In the country, I’m told, it is very important to get on with your neighbours. In fact it’s quite a good idea to get on with them in the city as well and I have never had any problems with my neighbours, ever, except when I moved to the country! Well so much for country advice. Country advice drives me insane. It’s as if there’s a different code of conduct here, which is crap. When country people visit the big city, do we city folk tell them how to behave? I don’t think so. When we city folk (derogatively known as townies) move to the country however, we are constantly told (by some people) “that’s not the way we do it in the country”.
That said, one of the things I love about living in the country is how friendly everyone is. I’ve joined an aqua aerobics class at Fordoun (http://www.fordoun.com/). Our instructress is a lovely woman called Julie and the class is made up of mostly over 50-year-old women. After attending a couple of classes, I was invited to join the group for coffee and cheesecake over the road at Blueberry Hill because it was Julie’s birthday. Since then I have been greeted by name by everyone when I arrive at the class and I’ve had to make bloody sure I remember theirs.

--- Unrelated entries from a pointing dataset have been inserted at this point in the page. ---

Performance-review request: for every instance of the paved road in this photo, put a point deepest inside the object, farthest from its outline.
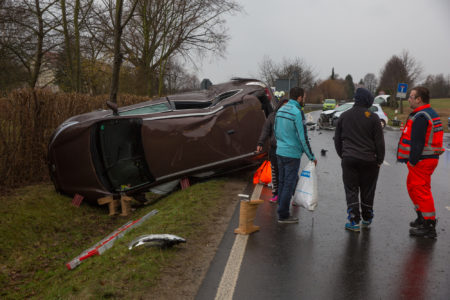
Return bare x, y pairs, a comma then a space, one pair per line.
319, 259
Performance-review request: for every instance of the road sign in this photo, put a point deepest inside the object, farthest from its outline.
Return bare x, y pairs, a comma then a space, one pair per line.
401, 90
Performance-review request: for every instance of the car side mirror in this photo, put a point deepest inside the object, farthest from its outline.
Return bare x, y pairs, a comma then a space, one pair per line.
113, 106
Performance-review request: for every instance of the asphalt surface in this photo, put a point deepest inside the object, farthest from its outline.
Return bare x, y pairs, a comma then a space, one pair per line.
319, 259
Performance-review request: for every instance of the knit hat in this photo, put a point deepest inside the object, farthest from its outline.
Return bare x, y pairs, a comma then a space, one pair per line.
363, 98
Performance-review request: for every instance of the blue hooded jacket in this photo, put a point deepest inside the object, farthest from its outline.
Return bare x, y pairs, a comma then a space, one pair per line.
290, 132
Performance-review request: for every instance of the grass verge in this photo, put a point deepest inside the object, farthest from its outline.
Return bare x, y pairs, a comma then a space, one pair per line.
40, 231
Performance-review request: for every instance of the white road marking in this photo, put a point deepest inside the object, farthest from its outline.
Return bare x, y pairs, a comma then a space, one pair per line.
231, 273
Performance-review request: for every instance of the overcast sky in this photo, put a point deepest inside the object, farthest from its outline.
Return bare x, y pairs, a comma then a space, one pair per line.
355, 37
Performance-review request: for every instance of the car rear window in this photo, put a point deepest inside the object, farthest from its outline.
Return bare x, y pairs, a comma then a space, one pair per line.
151, 109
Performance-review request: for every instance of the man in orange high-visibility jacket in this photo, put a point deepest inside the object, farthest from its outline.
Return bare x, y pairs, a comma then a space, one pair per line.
419, 147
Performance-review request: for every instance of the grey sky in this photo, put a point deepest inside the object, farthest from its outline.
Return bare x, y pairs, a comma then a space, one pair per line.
354, 36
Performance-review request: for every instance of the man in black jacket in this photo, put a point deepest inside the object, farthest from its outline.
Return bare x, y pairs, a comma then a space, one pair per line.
359, 142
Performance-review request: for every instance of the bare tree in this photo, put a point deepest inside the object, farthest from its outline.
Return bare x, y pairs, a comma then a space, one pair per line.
370, 82
438, 86
28, 32
112, 16
73, 18
165, 28
399, 69
268, 70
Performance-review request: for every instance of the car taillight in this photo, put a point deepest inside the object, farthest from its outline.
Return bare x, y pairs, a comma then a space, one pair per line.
268, 94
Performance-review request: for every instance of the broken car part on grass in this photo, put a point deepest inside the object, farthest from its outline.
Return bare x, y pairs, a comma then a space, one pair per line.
156, 240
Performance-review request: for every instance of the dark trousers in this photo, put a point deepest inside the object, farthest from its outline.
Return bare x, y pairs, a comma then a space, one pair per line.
287, 180
360, 177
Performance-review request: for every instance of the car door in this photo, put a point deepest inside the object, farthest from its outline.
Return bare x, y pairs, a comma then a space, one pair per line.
190, 141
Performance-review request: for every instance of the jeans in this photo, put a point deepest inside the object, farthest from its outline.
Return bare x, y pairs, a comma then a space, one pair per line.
287, 181
360, 180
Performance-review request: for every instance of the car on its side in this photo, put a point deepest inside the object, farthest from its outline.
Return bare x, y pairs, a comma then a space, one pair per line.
134, 148
328, 119
329, 104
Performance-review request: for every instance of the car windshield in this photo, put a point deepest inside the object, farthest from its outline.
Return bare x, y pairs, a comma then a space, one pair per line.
344, 107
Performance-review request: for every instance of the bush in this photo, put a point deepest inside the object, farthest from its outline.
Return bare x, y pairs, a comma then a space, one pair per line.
27, 120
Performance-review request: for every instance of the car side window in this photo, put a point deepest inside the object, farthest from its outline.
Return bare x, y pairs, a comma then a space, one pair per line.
151, 109
373, 109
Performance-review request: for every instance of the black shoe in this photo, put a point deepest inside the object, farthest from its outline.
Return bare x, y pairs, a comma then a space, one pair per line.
417, 222
426, 230
288, 220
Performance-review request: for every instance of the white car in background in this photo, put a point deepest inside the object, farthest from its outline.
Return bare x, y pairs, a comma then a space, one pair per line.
328, 119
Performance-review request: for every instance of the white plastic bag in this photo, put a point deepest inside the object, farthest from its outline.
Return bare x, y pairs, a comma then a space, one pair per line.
306, 191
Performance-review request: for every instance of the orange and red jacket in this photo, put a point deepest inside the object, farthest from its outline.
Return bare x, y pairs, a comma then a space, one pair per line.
432, 142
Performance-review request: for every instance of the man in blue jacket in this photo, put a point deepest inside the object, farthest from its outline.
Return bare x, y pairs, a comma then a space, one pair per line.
292, 142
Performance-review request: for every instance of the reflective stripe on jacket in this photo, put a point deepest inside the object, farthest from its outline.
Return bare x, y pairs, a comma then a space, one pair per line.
433, 138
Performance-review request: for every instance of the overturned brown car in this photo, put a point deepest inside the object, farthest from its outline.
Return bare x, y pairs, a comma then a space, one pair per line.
133, 148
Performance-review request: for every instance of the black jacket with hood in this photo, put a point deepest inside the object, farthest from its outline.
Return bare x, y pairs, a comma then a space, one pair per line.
358, 132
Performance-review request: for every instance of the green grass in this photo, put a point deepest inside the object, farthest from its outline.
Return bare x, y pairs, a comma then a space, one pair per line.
442, 107
40, 232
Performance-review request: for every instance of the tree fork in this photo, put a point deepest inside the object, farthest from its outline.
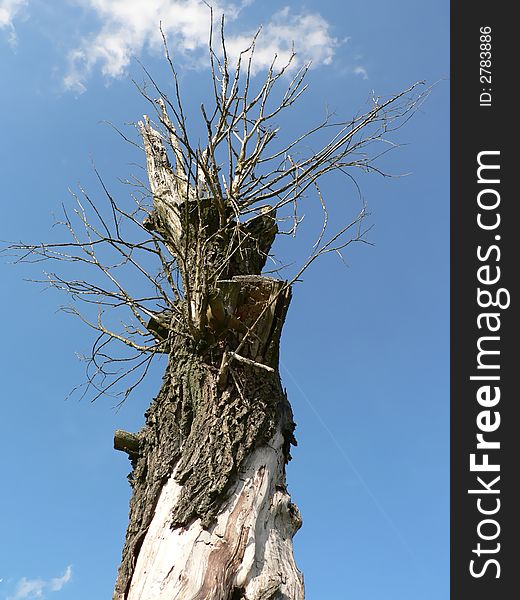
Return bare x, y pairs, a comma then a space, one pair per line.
210, 516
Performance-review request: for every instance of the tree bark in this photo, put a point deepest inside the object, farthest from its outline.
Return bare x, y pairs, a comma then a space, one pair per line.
210, 515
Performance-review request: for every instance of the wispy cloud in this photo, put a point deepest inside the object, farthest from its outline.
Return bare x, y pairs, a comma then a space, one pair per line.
361, 71
130, 27
9, 9
36, 588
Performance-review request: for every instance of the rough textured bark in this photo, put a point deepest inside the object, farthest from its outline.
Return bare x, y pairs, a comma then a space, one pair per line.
210, 515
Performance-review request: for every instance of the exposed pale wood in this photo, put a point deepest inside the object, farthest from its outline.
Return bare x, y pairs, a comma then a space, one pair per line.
247, 552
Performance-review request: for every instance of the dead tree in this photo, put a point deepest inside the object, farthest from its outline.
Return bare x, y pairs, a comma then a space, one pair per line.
210, 514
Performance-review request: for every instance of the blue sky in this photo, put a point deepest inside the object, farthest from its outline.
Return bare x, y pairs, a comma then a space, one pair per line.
365, 347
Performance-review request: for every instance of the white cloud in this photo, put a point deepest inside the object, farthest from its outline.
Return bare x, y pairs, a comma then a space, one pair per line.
129, 27
35, 588
8, 11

On a Friday night our local butchery, Linga Lapa, opens for dinner (http://www.lingalapa.co.za/). Ian, the owner, is a fantastic host. We usually settle in at the bar first for a pint or two of a locally brewed beer, my tipple being the pie-eyed possum pilsener. Ian is always on hand to introduce us to other locals at the pub and often we land up chatting to some of our other neighbours, as well as complete strangers, before tucking into our steak / lamb chops, chips and salad in front of a roaring fire. This is bliss. And it beats all the 5 star restaurants I’ve ever eaten in (okay Kiera, except for Spice!). I know you can’t generalise, there are people who will challenge the chicken and others who warm the cockles of your heart, but for the first time in a long time I have a sense of belonging here. It’s got a lot to do with my love of the land but also the feeling that I’m starting to be known here and I know that it’s going to be good.